Pratiquée depuis des millénaires en Chine, l’acupuncture repose sur l’harmonisation des énergies vitales du corps à travers la stimulation de points précis. Cette technique séduit de plus en plus de patients en quête de solutions naturelles pour traiter diverses pathologies. Dans cet entretien, le Dr Younes Chroqui, médecin anesthésiste-réanimateur, spécialiste en acupuncture et médecine chinoise traditionnelle, nous éclaire sur les fondements de cette médecine traditionnelle, ses bienfaits reconnus et son intégration progressive dans le paysage médical marocain.

Le Matin : Tout d’abord, pouvez-vous nous expliquer ce qu’est l’acupuncture et comment s’inscrit-elle dans la médecine chinoise traditionnelle ?Dr Younes Chroqui : L’acupuncture est l’une des disciplines fondamentales de la médecine traditionnelle chinoise, un système thérapeutique millénaire basé sur une approche énergétique du corps humain et de son interaction avec l’environnement. Cette médecine holistique repose sur plusieurs piliers, dont la pharmacopée chinoise (phytothérapie), la diététique, les massages thérapeutiques (comme le Tui Na), la moxibustion (utilisation de la chaleur via l’armoise pour stimuler certains points), ainsi que les pratiques corporelles comme le Qi Gong et le Tai-Chi.L’acupuncture repose sur l’idée que le corps est traversé par des méridiens énergétiques qui permettent la circulation du Qi (énergie vitale). Selon cette approche, les maladies et les troubles de santé résultent d’un déséquilibre ou d’une obstruction de cette énergie. Ces déséquilibres peuvent être causés par des facteurs externes (climat, alimentation, mode de vie) ou internes (émotions, stress). En insérant de fines aiguilles sur des points stratégiques situés le long de ces méridiens, l’acupuncteur vise à restaurer l’harmonie du flux énergétique, favorisant ainsi la guérison et le bien-être général.

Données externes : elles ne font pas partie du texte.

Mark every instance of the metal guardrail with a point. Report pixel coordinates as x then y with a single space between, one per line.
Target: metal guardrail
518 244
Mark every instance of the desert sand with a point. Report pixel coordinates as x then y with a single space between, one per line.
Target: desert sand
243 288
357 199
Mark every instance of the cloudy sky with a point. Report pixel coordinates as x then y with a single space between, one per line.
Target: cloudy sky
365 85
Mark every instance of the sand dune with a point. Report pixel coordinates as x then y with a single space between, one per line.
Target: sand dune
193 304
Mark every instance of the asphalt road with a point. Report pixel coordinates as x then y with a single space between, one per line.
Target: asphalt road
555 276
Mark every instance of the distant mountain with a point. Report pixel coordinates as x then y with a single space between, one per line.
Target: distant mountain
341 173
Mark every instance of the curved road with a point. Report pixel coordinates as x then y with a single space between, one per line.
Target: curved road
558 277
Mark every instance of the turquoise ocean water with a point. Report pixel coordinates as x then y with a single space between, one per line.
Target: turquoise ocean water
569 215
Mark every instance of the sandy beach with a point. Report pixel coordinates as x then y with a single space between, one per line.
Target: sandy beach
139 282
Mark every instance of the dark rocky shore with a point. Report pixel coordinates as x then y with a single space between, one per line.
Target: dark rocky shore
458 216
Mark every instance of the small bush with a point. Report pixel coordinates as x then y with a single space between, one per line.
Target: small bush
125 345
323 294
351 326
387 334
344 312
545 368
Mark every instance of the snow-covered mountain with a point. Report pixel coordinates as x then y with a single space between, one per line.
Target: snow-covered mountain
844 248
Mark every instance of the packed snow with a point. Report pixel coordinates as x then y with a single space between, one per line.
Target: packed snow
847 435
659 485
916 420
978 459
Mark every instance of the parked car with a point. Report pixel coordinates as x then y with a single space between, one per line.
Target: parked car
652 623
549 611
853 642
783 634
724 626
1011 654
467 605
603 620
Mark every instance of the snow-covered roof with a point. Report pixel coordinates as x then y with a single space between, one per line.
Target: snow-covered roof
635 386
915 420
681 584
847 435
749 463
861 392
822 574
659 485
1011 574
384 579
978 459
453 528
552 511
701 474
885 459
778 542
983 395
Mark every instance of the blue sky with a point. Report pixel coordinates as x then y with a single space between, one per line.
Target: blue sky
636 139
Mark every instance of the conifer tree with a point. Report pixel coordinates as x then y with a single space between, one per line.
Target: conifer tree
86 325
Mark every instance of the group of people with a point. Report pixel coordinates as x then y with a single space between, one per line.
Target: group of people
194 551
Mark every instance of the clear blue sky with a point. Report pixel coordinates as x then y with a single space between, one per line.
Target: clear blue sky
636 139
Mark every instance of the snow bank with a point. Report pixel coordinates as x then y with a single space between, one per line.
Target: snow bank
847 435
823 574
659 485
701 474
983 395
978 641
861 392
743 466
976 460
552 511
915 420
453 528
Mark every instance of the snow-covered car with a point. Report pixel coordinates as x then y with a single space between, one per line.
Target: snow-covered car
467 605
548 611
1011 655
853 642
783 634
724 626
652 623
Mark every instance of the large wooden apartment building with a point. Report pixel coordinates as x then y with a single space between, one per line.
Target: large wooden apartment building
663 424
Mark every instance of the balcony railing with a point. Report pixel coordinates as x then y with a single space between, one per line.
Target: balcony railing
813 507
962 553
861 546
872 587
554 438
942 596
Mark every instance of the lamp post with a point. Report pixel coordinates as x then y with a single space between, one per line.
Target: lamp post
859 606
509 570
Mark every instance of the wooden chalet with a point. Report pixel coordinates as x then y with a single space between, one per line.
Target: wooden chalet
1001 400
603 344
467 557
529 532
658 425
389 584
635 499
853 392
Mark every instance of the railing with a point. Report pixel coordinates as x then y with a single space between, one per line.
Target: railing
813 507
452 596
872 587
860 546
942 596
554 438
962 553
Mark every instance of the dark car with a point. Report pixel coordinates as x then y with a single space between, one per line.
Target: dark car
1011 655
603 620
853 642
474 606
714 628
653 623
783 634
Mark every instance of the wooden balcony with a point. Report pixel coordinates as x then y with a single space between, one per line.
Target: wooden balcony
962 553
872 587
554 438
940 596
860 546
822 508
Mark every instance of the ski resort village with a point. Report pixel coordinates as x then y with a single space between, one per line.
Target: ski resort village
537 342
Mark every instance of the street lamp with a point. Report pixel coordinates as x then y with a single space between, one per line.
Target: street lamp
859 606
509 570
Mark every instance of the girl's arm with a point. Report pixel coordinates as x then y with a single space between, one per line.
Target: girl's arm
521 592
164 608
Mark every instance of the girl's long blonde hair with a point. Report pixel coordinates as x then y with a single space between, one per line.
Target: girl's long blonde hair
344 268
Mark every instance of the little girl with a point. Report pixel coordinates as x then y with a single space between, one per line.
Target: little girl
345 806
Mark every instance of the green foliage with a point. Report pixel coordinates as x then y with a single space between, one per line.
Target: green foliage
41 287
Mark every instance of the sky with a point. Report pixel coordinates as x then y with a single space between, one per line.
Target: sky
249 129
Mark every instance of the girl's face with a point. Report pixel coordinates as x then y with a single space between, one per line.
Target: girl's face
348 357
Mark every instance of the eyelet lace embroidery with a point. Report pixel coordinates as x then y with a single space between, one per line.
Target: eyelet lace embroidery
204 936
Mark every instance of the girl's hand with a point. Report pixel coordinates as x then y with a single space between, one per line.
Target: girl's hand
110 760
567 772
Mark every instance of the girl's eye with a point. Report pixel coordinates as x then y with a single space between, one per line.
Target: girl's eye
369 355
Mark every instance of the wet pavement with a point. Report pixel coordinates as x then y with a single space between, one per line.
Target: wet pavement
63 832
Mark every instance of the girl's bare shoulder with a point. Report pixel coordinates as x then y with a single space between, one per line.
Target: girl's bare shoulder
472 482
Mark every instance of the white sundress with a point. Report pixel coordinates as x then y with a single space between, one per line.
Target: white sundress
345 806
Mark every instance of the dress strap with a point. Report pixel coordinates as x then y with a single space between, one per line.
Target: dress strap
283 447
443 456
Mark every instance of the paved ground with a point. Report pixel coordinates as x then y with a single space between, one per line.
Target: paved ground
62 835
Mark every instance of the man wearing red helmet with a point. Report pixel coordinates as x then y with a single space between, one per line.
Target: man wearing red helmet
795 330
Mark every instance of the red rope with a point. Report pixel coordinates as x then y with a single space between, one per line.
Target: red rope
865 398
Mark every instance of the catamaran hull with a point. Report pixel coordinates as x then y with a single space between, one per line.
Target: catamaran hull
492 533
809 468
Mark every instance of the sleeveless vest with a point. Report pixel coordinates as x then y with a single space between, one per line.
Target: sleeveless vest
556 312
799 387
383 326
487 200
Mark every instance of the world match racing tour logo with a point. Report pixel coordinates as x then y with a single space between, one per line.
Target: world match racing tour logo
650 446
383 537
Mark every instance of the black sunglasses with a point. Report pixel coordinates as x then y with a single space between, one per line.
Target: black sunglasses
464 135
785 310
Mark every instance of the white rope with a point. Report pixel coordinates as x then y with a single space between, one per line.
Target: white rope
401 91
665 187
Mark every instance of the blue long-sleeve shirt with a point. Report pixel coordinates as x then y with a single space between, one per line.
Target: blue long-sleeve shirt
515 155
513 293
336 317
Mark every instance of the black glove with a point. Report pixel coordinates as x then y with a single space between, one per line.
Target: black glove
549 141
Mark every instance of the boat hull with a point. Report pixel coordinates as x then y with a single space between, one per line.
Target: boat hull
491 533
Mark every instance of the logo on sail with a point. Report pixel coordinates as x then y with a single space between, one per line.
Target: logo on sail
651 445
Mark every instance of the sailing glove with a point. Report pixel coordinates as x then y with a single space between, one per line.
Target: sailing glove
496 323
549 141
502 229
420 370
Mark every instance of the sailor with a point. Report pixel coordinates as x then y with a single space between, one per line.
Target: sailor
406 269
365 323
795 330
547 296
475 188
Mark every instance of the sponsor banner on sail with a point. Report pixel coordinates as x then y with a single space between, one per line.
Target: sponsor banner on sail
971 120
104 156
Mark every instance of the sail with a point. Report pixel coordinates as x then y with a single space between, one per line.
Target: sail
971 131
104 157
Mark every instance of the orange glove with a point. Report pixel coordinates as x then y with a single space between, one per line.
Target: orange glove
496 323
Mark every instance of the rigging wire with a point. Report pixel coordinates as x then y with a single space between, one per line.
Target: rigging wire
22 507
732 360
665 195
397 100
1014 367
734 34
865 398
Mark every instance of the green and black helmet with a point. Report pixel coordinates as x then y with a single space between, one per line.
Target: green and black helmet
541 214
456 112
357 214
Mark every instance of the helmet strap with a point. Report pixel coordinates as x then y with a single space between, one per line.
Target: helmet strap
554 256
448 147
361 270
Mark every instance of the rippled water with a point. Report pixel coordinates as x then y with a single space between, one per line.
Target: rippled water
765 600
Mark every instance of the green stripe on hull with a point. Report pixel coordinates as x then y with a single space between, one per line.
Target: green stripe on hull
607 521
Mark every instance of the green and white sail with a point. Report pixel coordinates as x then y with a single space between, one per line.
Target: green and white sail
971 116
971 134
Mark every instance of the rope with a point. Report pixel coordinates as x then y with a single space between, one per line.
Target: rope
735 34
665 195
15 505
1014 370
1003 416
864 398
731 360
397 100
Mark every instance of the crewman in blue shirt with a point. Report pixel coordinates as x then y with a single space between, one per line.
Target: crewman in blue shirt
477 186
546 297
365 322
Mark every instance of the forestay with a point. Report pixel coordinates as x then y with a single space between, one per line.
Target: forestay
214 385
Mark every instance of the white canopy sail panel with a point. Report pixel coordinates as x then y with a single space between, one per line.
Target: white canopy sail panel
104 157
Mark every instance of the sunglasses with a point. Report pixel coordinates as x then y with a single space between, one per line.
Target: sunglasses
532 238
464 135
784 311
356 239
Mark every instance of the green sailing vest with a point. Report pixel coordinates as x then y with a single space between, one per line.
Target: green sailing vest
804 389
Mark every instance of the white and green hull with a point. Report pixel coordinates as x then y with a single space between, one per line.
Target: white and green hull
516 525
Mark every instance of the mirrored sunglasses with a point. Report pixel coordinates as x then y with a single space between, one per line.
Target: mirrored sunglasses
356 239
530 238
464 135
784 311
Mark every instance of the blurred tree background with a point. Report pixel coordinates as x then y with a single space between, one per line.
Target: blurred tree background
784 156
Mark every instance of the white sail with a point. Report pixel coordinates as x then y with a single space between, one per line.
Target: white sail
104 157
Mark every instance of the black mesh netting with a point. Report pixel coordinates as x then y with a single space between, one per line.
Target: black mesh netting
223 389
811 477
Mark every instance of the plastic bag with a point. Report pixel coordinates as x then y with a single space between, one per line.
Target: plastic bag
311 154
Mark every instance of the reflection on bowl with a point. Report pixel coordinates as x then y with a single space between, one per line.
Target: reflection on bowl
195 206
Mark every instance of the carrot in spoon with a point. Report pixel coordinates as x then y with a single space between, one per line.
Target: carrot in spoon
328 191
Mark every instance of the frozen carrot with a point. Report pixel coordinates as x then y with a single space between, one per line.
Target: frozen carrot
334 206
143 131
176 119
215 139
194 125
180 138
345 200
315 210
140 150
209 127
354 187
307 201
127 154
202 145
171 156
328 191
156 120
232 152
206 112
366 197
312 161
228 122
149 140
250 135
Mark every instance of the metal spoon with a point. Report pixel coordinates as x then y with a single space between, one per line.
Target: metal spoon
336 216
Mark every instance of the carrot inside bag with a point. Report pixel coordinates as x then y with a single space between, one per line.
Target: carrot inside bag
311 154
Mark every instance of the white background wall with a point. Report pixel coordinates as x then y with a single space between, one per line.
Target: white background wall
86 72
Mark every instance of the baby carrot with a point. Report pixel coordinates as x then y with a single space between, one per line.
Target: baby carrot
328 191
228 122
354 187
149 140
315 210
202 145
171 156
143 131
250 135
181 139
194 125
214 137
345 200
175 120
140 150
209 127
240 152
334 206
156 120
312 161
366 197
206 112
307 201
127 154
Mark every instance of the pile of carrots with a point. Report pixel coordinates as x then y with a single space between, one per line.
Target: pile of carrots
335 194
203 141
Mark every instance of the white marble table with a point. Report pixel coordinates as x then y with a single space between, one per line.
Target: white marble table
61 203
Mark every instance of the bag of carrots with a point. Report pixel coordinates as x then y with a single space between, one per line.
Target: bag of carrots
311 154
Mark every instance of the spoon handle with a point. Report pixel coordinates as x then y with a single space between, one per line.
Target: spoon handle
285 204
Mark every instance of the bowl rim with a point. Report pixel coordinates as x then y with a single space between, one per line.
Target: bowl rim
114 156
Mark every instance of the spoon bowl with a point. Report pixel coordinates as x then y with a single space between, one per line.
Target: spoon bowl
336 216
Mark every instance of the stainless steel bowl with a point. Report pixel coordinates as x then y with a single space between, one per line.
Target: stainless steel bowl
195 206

Quels types de troubles ou de conditions pouvez-vous traiter grâce à l’acupuncture ?

En médecine traditionnelle chinoise, l’équilibre des cinq éléments (Bois, Feu, Terre, Métal, Eau) est primordial. Chaque organe est associé à un élément et peut être influencé par des émotions spécifiques. Lorsqu’un déséquilibre s’installe, il peut engendrer des troubles physiques et psychologiques. L’acupuncture intervient alors pour rétablir cette harmonie, en stimulant des points précis qui activent la circulation sanguine, modulent les neurotransmetteurs et favorisent la libération d’endorphines, contribuant ainsi à un apaisement général.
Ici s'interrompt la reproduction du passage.